UW-Milwaukee prof involved in scheme defrauding grad students

Kelly Meyerhofer:

The case prompted UWM to make many changes, including increased communication to its roughly 4,400 graduate students and additional training to help employees recognize and flag potential fraud. It also underscored the financial vulnerability of graduate students enrolled at UWM, where only about 22% receive assistantships that cover the cost of their tuition. For comparison, at UW-Madison, 71% of doctoral students and 27% of master’s students hold assistantships that qualify them for tuition remission.

UWM’s 2021 investigation into Yu, released to the Journal Sentinel under the state’s public records law, offers new insight on the case. The university was alerted to potential problems when employees noticed “suspicious activity” related to one of Liu’s research grants. Yu was a co-leader of her husband’s project.

From at least 2014 through 2018, UWM records indicate, Liu sent letters to several students who had applied for admission to the civil and environmental engineering program. He used UWM letterhead and the fictitious name “Ian Wyatt” in the letters, which promised prospective students that tuition would be covered and paid work with him provided if they sent payments of more than $31,000 per year to the “Wisconsin International Education Foundation.”
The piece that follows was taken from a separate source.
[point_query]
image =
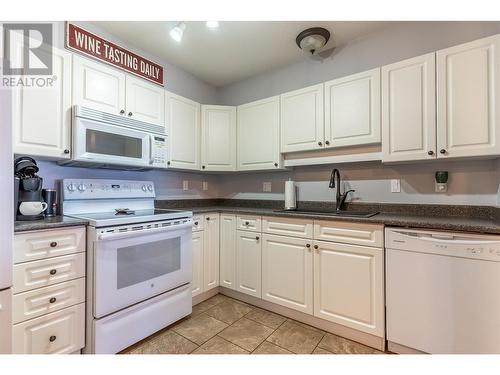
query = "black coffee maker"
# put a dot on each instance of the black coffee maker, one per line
(27, 187)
The foundation’s office address matched the couple’s home address in Mequon, the report said.

Liu and Yu, who also worked in the civil and environmental engineering department, then set up fake gifts and grants as a mechanism to pay the students’ tuition and their work stipends, according to the report. Investigators linked Liu to the fictitious entities because his UWM email address was listed as the recovery email address for a limited liability company funding one of the fake gifts.